A questo punto mi torna in mente quell’apprezzato Gruppo di studio della Sociologia per la persona, lanciato e voluto dal compianto professor Achille Ardigò, Vincenzo Cesareo, Luigi Berzano, Giuseppe Giordan, Tito Marci, Stefano Tomelleri e a tanti altri docenti di università italiane che studiano e promuovono continue ricerche sul campo; essi approfondiscono inoltre le tematiche sociologiche legate alla persona e al rispetto che bisogna avere per le persone più deboli. Mi sovviene, inoltre, che il prof.

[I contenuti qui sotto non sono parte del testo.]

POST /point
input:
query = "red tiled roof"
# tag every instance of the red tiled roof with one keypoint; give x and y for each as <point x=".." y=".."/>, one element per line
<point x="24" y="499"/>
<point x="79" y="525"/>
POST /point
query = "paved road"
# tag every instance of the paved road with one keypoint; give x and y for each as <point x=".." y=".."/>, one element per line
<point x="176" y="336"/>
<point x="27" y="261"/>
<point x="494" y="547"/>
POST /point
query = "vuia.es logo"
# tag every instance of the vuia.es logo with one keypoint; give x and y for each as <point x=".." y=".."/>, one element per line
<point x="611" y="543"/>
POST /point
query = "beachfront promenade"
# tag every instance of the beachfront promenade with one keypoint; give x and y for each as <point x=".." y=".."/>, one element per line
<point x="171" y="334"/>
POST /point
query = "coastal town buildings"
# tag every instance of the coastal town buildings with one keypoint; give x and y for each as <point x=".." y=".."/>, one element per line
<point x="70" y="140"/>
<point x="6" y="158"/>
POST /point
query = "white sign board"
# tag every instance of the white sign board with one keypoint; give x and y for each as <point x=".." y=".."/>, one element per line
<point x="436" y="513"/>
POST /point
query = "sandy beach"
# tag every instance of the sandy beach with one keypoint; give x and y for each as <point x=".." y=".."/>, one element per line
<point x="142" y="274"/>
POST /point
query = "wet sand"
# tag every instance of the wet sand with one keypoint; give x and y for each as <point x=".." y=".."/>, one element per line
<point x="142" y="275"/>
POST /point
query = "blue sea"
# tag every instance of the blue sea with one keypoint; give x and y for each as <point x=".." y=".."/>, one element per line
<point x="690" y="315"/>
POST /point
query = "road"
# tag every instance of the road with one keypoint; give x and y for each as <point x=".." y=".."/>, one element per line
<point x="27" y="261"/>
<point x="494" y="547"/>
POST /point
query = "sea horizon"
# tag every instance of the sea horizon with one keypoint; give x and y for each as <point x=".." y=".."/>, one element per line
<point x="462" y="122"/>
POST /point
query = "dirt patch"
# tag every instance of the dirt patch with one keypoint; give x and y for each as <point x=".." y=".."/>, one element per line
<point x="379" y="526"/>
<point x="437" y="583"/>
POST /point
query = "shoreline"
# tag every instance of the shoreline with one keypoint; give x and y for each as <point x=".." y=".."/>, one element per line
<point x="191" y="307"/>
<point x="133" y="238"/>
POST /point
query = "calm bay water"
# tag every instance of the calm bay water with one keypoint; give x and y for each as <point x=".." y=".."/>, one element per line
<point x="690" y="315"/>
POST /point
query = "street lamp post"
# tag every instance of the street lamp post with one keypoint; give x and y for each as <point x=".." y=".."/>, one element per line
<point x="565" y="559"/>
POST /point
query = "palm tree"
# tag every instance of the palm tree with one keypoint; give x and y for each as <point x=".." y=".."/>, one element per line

Enzo Bova dell’Unical fa parte di tale gruppo di studio della sociologia per la persona, ed è referente per la Calabria.
Torniamo a de Bortoli. Giada Lonati (nella foto a lato) ha pubblicato per Corbaccio, Prendersi cura, (pp.238, euro 14.90) con una prefazione, appunto, di Ferruccio de Bortoli. Giada Lonati si interessa di cure palliative ed è direttrice sociosanitaria di Vidas onlus.
<Il sostantivo femminile <cura> ha molteplici significati. Ma non sfugge -scrive de Bortoli sul Corriere della sera- che abbia la stessa radice di cuore. La medicina è giustamente concentrata sulla malattia. (…) Nel suo fascicolo sanitario (del malato) non compare il suo stato d’animo, né viene misurato il rispetto dei suoi diritti, della sua dignità di paziente e cittadino>. Queste sono le parole di de Bortoli per definire -non in senso linguistico- il significato di cura, dal punto di vista della persona e segnatamente per chi soffre. Nelle società evolute della medicina si bada anche alla < preparazione umanistica e del senso civico di tali operatori sanitari che sono particolarmente attenti alla psicologia dell’assistito, al rispetto della sua dignità, dei suoi diritti. Tra questi vi è anche il diritto di conoscere la malattia di cui soffre>.
Rassicurare l’assistito cosa significa? <Anche il verbo rassicurare ha nella propria etimologia quella cura intesa come preoccupazione, ansia, inquietudine. Rassicurare vuol dire tranquillizzare, togliere il pensiero ossessivo del male> chiarisce ancora de Bortoli, e continua osservando che le cure mediche non sempre guariscono <ma esistono per fortuna altre cure che non sono mediche. Sono le cure del cuore, dell’ascolto, dell’affetto e della semplice misura della cortesia personale, (…) una parola, una carezza, una mano sfiorata>.
E ora passiamo al saluto ecologico! A volte salutiamo con <“salve” oppure “ciao”: ciao sembra più amichevole e fraterno mentre il “salve” tiene a distanza l’altro; il primo è parente del “tu”; il secondo del “lei”>. E allora, aggiunge l’autore, <che i gesti di cura sono sentieri verso la salvezza. La persona che ha rispetto del dolore dell’altro ne assume idealmente una parte. La porta su di sé. E’ il cireneo lungo il Calvario>. <Noi potremmo aggiungere che chi cura, o meglio assiste un malato è idealmente al capezzale di tutte le persone sofferenti del mondo. Perché il suo è un esempio contagioso. Il contagio del bene, è la virtù civica che si espande senza confini. (…) Un detto ebraico dice che chi salva una vita salva il mondo>.
Concludendo, l’ecologia delle parole di Ferruccio de Bortoli ci insegna anche -così, semplicemente- l’ecologia del noi verso l’altro, specialmente quando l’altro è una persona che soffre.
Grazie Ferruccio de Bortoli, per la semplice ma efficace…ecologia dell’anima.